Liver biopsy is a requirement for access to government-funded hepatitis B treatment. Therefore, people without access to biopsy services cannot access treatment. This has a specific impact on remote Aboriginal and Torres Strait Islander communities. In addition, the cultural beliefs of some CALD communities can conflict with liver biopsy as a procedure.
Priority actions in clinical management
- Trial innovative models of the monitoring and treatment of hepatitis B which will increase access to clinical services (including increased involvement of general practitioners, nurses and other healthcare professionals in monitoring and follow up) and address the needs of a range of populations, including those living in remote communities and custodial settings.

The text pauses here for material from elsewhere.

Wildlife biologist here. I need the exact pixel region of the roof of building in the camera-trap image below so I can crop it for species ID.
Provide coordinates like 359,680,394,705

- Explore options for primary care practitioners to prescribe hepatitis B treatments, particularly in areas with limited access to specialist care, to free up access to specialist services for more complex management.
- Review the evidence for removing the requirement for mandatory liver biopsy for treatment, taking into account the impact of this requirement on Aboriginal and Torres Strait Islander communities.
18 Wallace J. McNally S. & Richmond J 2007, ‘National Hepatitis B Needs Assessment’, La Trobe University, Australian Research Centre in Sex, Health and Society, Monograph no. 64, Melbourne, pp. 6–8.
19 McNally S & Duterte S ‘Improving access to hepatitis C treatment 2008’, The Australian Research Centre in Sex, Health and Society, La Trobe University, Melbourne, Monograph Series no. 66.